Talking Budgie Predicted His Own Death
Ryan Reynolds is a psittalinguist a person who interprets budgie-speak.
Since 1999, he has invested thousands of hours slowing down and deconstructing recordings of his beloved budgie, Victor, who died five years ago at the young age of 3, as well as other talking budgies.
Victor had a vocabulary of 1,000 words, which he used in context, Reynolds says.
Reynolds, founder of The Budgie Research Group, later reached out to others with talking budgies, hoping to share information. To describe their work, they coined the term psittalinguistics, from psittacidae, or the parrot family.
So what are budgies saying?
"This is going to sound crazy, but they talk about spiritual things: God, the afterlife, a better world for them," Reynolds says.

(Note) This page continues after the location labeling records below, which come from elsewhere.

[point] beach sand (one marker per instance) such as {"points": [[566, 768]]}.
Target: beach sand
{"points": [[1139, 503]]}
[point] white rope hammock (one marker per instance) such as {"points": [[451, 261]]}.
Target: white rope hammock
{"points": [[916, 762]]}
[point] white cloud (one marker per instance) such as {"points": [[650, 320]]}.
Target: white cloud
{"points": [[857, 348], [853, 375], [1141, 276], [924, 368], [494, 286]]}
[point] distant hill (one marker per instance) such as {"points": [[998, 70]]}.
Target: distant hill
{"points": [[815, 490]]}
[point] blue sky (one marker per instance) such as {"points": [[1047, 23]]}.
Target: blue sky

Reynolds, 50, is semi-retired from an administrative job. He's the group's senior translator, thanks partly to his work in radio communications with the Canadian Armed Forces from 1975 to 1985, which helped him develop his listening skills. A sensitive ear is crucial because budgies talk at a rate of 150 to 200 words a minute, he says.
"I don't claim to be 100 per cent (accurate), but other people do hear what I hear. It's not my imagination," Reynolds says.
"It takes a lot of skill and concentration. Budgies have a particular way of pronouncing words. It's like picking up accents."
Apart from the research group, which numbers 1,000 psittalinguist collaborators from around the world, Reynolds mounted an extensive website that includes captioned recordings of budgies speaking (http://www.parrotresearch.com), and he's working on a book tentatively entitled, The Prophecies of Parrots the Story of Victor the Budgie.
Reynolds says Victor predicted a "tsunami on the south bank of Asia" and warned of an upcoming "super volcano." In the weeks before he died, Reynolds says Victor told him God was coming to take him away.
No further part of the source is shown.